Dora Kramer - O Estado de S.Paulo
Valentes, mas não ao ponto de explicitar insatisfação em caráter irrevogável, deputados do PR reagem às demissões no Ministério dos Transportes com ameaças veladas ao governo.
O líder do partido na Câmara, Lincoln Portela, reivindica isonomia no rigor para toda base aliada e diz que a presidente Dilma Rousseff está "brincando com fogo".
O deputado Luciano de Castro avisa que, atingido "na cabeça e no coração", o PR "não tem mais que ter medo de perder o que já não existe".
Outros tratam de disseminar a versão de que tão logo volte do recesso e reassuma sua cadeira no Senado, o ministro exonerado Alfredo Nascimento fará um discurso para pôr os pingos nos is.
De seu ponto de observação na trincheira do PMDB, o notório Eduardo Cunha pontifica: "É preciso tomar cuidado para isso não se transformar em regra: sai nos jornais e revistas e vai direto para o Diário Oficial".
O restante do partido, vice-presidente da República inclusive, fica na encolha. Provavelmente esperando para ver se a faxina é um espasmo e passa ou se a regra é para valer, para todos e por tempo indeterminado.

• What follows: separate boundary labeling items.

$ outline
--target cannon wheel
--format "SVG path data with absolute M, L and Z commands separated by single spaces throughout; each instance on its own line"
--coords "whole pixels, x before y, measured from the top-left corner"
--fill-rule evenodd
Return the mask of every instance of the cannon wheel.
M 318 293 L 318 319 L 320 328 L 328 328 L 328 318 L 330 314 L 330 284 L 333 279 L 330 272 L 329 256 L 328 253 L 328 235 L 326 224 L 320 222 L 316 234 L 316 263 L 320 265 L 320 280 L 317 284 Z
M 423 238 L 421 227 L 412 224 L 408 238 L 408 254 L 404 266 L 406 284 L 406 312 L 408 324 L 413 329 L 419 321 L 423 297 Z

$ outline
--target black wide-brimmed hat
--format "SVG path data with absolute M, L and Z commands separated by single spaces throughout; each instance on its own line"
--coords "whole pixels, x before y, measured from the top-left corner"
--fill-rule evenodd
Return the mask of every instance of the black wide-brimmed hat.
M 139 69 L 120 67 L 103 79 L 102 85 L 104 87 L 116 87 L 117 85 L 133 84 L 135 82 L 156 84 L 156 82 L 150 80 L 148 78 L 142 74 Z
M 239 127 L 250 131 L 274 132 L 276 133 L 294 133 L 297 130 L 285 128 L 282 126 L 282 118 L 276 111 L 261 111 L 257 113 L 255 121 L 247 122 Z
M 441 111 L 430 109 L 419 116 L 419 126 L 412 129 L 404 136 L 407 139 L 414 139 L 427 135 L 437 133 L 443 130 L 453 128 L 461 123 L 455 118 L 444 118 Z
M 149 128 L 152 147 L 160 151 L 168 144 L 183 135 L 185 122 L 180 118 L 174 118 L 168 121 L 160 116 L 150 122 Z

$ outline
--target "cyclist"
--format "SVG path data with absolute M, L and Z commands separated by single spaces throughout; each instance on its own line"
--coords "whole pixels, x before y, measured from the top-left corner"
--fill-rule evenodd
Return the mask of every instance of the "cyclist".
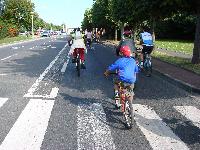
M 80 32 L 80 28 L 77 28 L 77 30 L 75 32 L 74 41 L 73 41 L 73 44 L 69 51 L 70 54 L 73 54 L 72 63 L 76 62 L 76 56 L 77 56 L 78 49 L 79 49 L 80 59 L 81 59 L 81 68 L 86 69 L 85 63 L 84 63 L 86 47 L 84 44 L 84 40 L 82 39 L 82 34 Z
M 131 56 L 132 57 L 136 57 L 137 51 L 136 51 L 136 47 L 135 47 L 135 42 L 132 39 L 132 32 L 129 29 L 125 28 L 125 31 L 123 33 L 123 37 L 121 39 L 121 41 L 119 42 L 119 45 L 116 48 L 116 55 L 119 56 L 120 54 L 120 48 L 122 46 L 129 46 L 131 49 Z
M 119 51 L 120 57 L 117 61 L 115 61 L 112 65 L 108 67 L 108 69 L 104 72 L 105 76 L 108 76 L 112 71 L 117 71 L 117 78 L 115 79 L 114 90 L 115 90 L 115 100 L 116 104 L 119 107 L 119 89 L 118 83 L 122 82 L 123 84 L 128 84 L 131 87 L 130 90 L 130 100 L 132 100 L 134 96 L 134 83 L 136 82 L 136 73 L 138 73 L 138 66 L 136 65 L 136 61 L 131 58 L 131 49 L 129 46 L 125 45 L 120 48 Z
M 90 30 L 87 30 L 86 33 L 86 44 L 89 44 L 90 48 L 91 48 L 91 44 L 92 44 L 92 32 Z
M 143 27 L 143 32 L 140 33 L 140 41 L 139 43 L 142 45 L 142 53 L 141 53 L 141 67 L 143 67 L 144 62 L 144 54 L 145 52 L 147 54 L 151 54 L 153 51 L 154 45 L 153 45 L 153 37 L 151 33 L 149 32 L 149 28 L 147 26 Z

Enquanto isso, suas excelências buscam, nos bastidores, abrigo na concepção flexível de ética e na falta de interesse do ex-presidente Lula em que, uma vez (e se) consolidada a dinâmica da vassoura impiedosa, as comparações de estilo evoluam para a constatação de que o antecessor deixou uma herança para lá de maldita à sucessora.
A maneira desabrida de Lula privilegiar a lealdade em detrimento dos bons costumes é que levou as coisas do fisiologismo ao atual estado de degradação. Logo, se a presidente estiver mesmo decidida a mudar o padrão, a opinião pública acabará percebendo o que nos últimos oito anos achou mais cômodo não perceber.
Daí as versões de que Lula está "preocupado" com a saúde da base governista, enxergando riscos à governabilidade no modo Dilma de lidar com as denúncias (por hora só) relativas ao Ministério dos Transportes.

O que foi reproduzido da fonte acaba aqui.